Most recently, DHMC's ICN has applied the microsystem approach to reducing intravenous-related bloodstream infections in babies who weigh less than three pounds or were born more than 10 weeks early. Previously, the average

period without such an infection had been 10 to 15 days. A few months into the project, the ICN experienced infection-free runs of 30 to 40 days. And between May 2005 and mid-December 2005, the nursery went more than 200 consecutive days without a single infection in target babies. "Our results have far exceeded my expectations," Edwards said recently.

As illustrated by the ICN example, a microsystem approach to improvement requires the involvement and investment of all frontline players, including patients and families. It also requires observation, data collection, intervention, measurement, and analysis.

The ICN is not the only unit at DHMC that has used the microsystem approach to create change. Others include the Comprehensive Breast Program—which coordinates all aspects of breast cancer diagnosis, treatment, and support for patients; and the Spine Center—internationally known for its approach to back care, in which the biases of surgeons and other specialists are removed from the decision-making process.

J. Brian Quinn, an emeritus professor at Dartmouth's Amos Tuck School of Business Administration, wrote an essay about his care at DHMC's Spine Center for Dartmouth Medicine's Fall 2000 issue. When he began to have back pain, he said, "Everyone has advice. . . . I do it all. But nevertheless—slowly but inexorably—the pain gets worse. Advice and results conflict more and more. I am confused. Can't sit, can't walk, can't see any way through the pain.

"Then comes the Spine Center," he continued.
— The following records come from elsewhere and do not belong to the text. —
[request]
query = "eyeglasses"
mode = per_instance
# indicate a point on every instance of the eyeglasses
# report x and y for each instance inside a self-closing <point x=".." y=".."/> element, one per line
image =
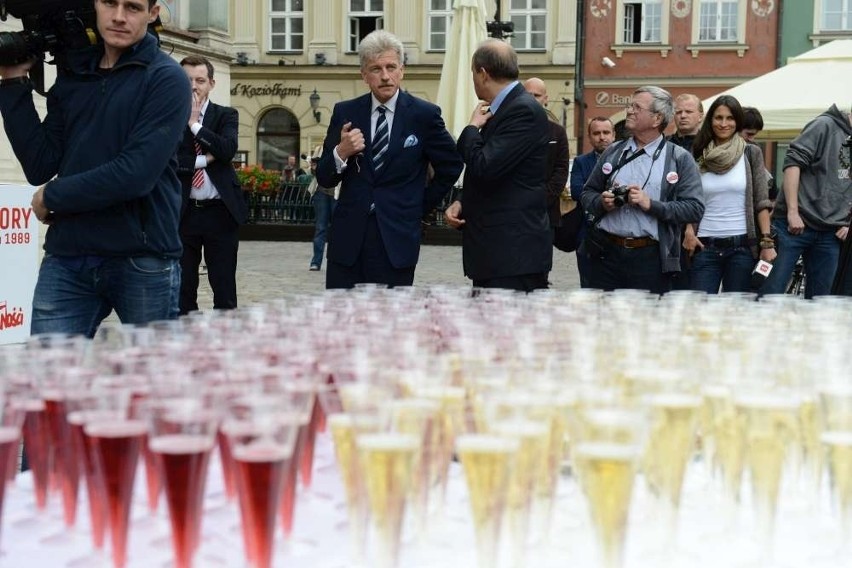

Founded in 1998, it was designed from the ground up as a microsystem. "It is a health-delivery innovation that has given me back my active life," wrote Quinn. "At its heart are people—an orthopaedist, a neurosurgeon, an anesthesiologist, and a physical therapist. All are very human and friendly. They focus on me, on my problem, not on their particular skill and how to sell it. All look at the same MRI, the same history, the same charts, simultaneously. They exchange views, give me confidence." Quinn concluded by calling Dartmouth's Spine Center "a true jewel."

As it happens, although Quinn wrote that essay from the perspective of a patient, not an academic, the concept he benefited from in 2000 had its origins in his own scholarly work.